Files
Void-Homelab/docs/superpowers/specs/2026-06-04-void-migrate-design.md
2026-06-04 22:14:29 +10:00

82 lines
6.2 KiB
Markdown

# void-migrate — Design (Plan 8a)
**Date:** 2026-06-04 · **Component:** Void 2.0 · **Phase:** Plan 8 (Migration & Cutover), sub-project **8a** of 2 · **Status:** Approved (design)
## Goal
A re-runnable Node CLI that imports the data-bearing Void 1.x sources into Void 2 — preserving everything that would be lost when CT 301 / CT 104 / Karakeep retire — so the **8b cutover** (separate, gated) can swap `void.hynesy.com` to void2 and drop `-alpha`.
## Scope (locked)
- **In:** `void1-sqlite` (Void 1 core), `bookstack`, `karakeep`, `plans`.
- **Out:** schemas (DB-backed service registry already replaced it), personas (now a code module), memory-mirror (separate ongoing-sync subsystem; the memory files stay canonical on disk regardless).
- **8b cutover is out of this spec** — verify → tunnel swap → grace → retire CT 301 → rename → drop `-alpha` → tag `2.0.0`.
## Decisions (locked)
1. **Node CLI in the void-2 repo**, reusing the app's repos + validation (not Python-via-API).
2. **Idempotency via a `migration_map` table** — re-running never duplicates. (Refs already have `upsertByExternal` — bookmarks use it.)
3. **One Space per source:** `void1`, `wiki` (BookStack), `bookmarks` (Karakeep), `plans`.
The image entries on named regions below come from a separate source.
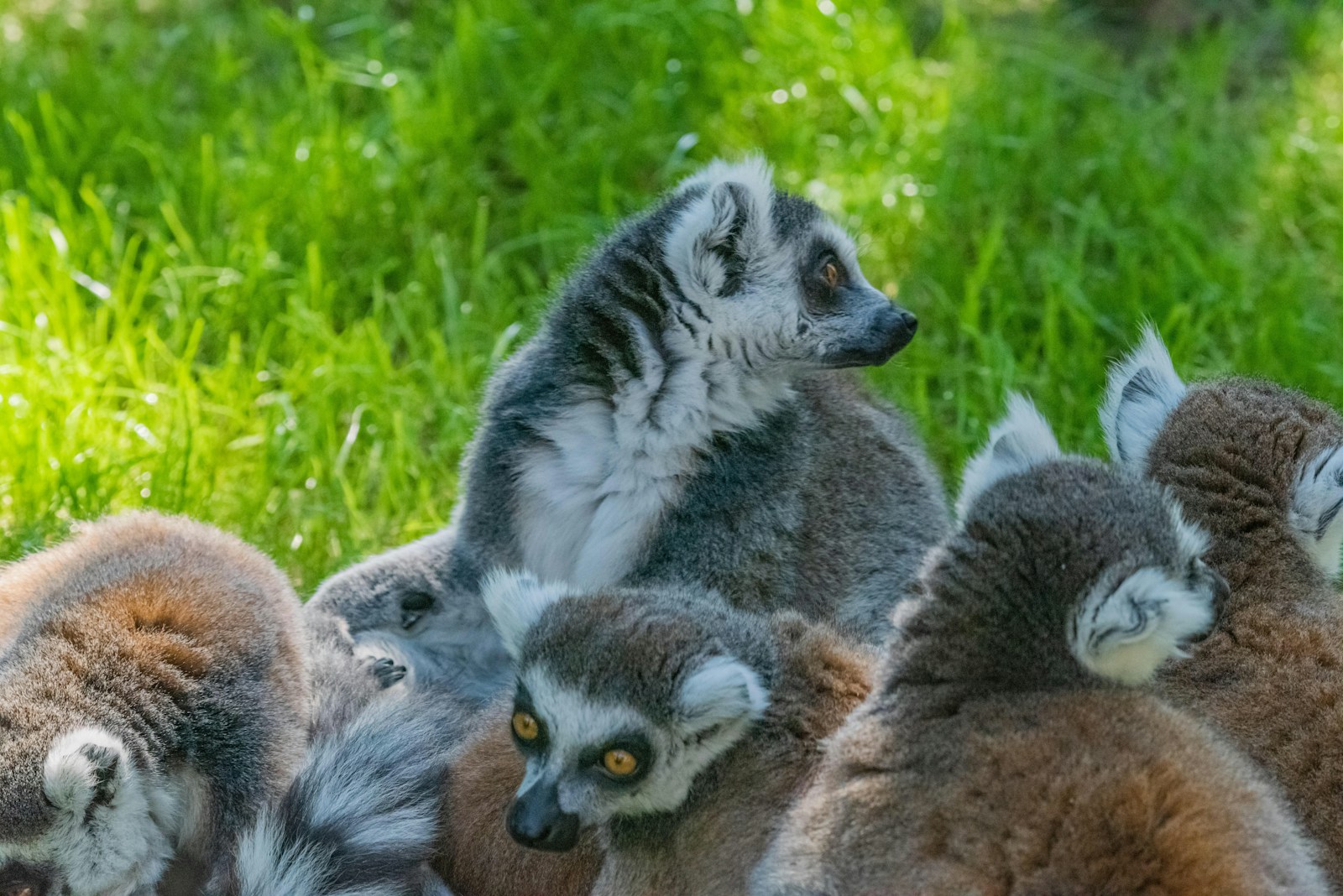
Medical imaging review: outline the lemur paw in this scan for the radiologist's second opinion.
[372,657,405,690]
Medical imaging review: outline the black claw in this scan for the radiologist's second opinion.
[374,659,405,688]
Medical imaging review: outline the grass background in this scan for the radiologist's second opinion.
[0,0,1343,590]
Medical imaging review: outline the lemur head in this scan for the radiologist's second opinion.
[0,719,176,896]
[662,157,917,370]
[485,573,775,851]
[929,396,1226,687]
[1101,329,1343,576]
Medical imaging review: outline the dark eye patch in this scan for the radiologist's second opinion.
[509,681,551,757]
[579,731,654,787]
[801,242,849,314]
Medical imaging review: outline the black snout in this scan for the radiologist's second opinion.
[0,864,51,896]
[508,784,579,853]
[828,289,918,367]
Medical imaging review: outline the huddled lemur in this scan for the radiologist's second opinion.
[1101,330,1343,888]
[0,513,309,896]
[212,607,465,896]
[750,399,1330,896]
[485,574,875,896]
[316,159,947,699]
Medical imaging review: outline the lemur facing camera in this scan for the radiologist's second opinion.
[485,574,875,896]
[314,159,947,701]
[750,399,1330,896]
[0,513,309,896]
[1101,330,1343,888]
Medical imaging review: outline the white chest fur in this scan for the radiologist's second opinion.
[515,328,790,587]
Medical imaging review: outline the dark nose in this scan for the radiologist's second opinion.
[508,784,579,853]
[871,306,918,363]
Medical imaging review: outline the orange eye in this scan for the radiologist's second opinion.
[513,712,541,741]
[602,750,640,778]
[821,262,839,289]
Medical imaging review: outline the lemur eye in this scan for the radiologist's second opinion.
[513,712,541,742]
[821,262,839,289]
[602,750,640,778]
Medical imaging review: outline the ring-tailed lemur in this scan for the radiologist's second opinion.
[0,513,309,896]
[750,399,1330,896]
[316,159,947,699]
[1101,330,1343,888]
[434,699,602,896]
[485,574,875,896]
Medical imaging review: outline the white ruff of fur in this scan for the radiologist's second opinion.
[0,728,192,896]
[519,288,792,589]
[1068,567,1213,685]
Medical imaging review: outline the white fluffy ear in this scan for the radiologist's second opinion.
[481,569,575,660]
[956,394,1063,519]
[1069,567,1217,684]
[42,728,133,818]
[663,157,774,300]
[678,656,770,735]
[1100,326,1187,468]
[1291,445,1343,578]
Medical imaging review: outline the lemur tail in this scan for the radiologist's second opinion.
[222,692,462,896]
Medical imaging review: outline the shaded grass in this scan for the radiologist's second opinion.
[0,0,1343,587]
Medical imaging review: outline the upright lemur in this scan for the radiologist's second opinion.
[1101,331,1343,889]
[316,159,947,699]
[750,399,1330,896]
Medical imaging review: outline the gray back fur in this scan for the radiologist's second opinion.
[314,162,947,699]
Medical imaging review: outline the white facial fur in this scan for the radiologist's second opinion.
[956,394,1063,519]
[663,157,868,372]
[481,569,575,661]
[1068,567,1214,685]
[0,728,184,896]
[519,657,768,825]
[1291,445,1343,578]
[515,157,864,589]
[1100,327,1186,470]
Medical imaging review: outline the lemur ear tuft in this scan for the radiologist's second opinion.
[1069,567,1218,685]
[42,728,132,817]
[481,569,575,660]
[663,157,774,300]
[1291,445,1343,578]
[1100,326,1187,468]
[678,656,770,735]
[956,393,1063,519]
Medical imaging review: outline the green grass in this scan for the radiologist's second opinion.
[0,0,1343,590]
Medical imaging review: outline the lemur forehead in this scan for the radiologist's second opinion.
[676,155,774,212]
[813,217,858,273]
[519,665,653,753]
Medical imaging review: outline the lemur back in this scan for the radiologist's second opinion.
[485,576,875,896]
[314,161,947,699]
[1101,331,1343,888]
[750,399,1330,896]
[0,513,309,896]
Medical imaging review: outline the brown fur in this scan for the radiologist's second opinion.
[435,703,602,896]
[593,614,875,896]
[752,685,1325,896]
[0,513,309,869]
[750,437,1327,896]
[1148,379,1343,887]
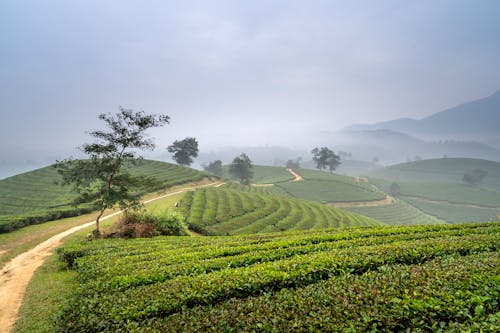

4. **Read paths:** Void 1 via `node:sqlite` (Node 22 built-in, on a copied `void.db`); BookStack + Karakeep via their REST APIs (tokens); plans via the filesystem.
## Sources (verified)
- **Void 1 (CT 301, `/opt/void/data/void.db`, SQLite):** tables incl. `wiki_pages` (+`wiki_revisions`/`wiki_backlinks`), `projects` (+`project_tasks`, `project_journal`, `project_pages`), `conversations` + `messages`. (`mastra.db` = old agent layer, not migrated.)
- **BookStack (CT 104, MariaDB):** ~17 pages under books/chapters — pulled via the BookStack REST API.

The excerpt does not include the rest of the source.